I remember being a newbie and running around an MVC scene in rural upstate NY...grabbing long boards and head blocks...someone grabbed me and said "SLOW DOWN".   

15 year later, I'm much more relaxed on calls.  Still, I walk fast sometimes.  A couple of years ago I was walking around a county squad car and totally went *** over tea kettle and hurt my ankle enough to go to ER for an x-ray.  Luckily nothing was broke.  Even more luckily...no one saw me fall...B)


----------



## EeyoreEMT

you know, the one comming up in Culumbus, oh is going to have the dark haired co-star. I dont remember which on he is, my brain is fried right now


----------



## EeyoreEMT

I do agree, I have seen many times, many new people run in, almost with empty hands, then, one has to run back out for supplies. How dumb. The ones I was refering to were possibly non-breathing infants and/or children. If it was trauma related, one of us stayed back to gather necessary c-spine equp. and followed in, not running.


----------



## Sasha

> This guy is so out of it that he cant even crawl into the bar ditches to help out.
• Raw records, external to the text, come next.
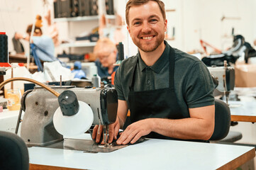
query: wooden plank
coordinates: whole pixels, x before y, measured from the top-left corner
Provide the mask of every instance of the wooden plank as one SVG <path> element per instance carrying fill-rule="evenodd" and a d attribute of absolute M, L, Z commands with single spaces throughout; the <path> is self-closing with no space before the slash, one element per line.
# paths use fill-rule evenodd
<path fill-rule="evenodd" d="M 239 157 L 235 159 L 234 160 L 228 162 L 228 164 L 222 166 L 218 170 L 226 170 L 226 169 L 235 169 L 243 165 L 247 162 L 253 159 L 255 157 L 255 148 L 252 149 L 245 154 L 242 154 Z"/>
<path fill-rule="evenodd" d="M 29 170 L 84 170 L 82 169 L 65 168 L 47 165 L 29 164 Z"/>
Then when the patients do see him they get this disgusted look on their face and request somebody else to take care of them.



That's really sad that your patients are so closed minded they don't want a fat person taking care of them.


----------



## medic417

Sasha said:


> That's really sad that your patients are so closed minded they don't want a fat person taking care of them.



If the over weight person looks professional it is not usually a problem.  But when they look and smell bad how can you blame someone for asking someone else to take care of them.  Plus if a persons weight keeps them from doing their job which includes getting into the ditch that the person you qouted said they could not they should not be in 911 EMS even, so then the patients would not even be in position to ask for a change.


----------



## EMTinNEPA

Sasha said:


> That's really sad that your patients are so closed minded they don't want a fat person taking care of them.



I agree.  Some of the best medics and techs I know are big fellas, including Paramedic of the Year recipients.


----------



## medic417

EMTinNEPA said:


> I agree.  Some of the best medics and techs I know are big fellas, including Paramedic of the Year recipients.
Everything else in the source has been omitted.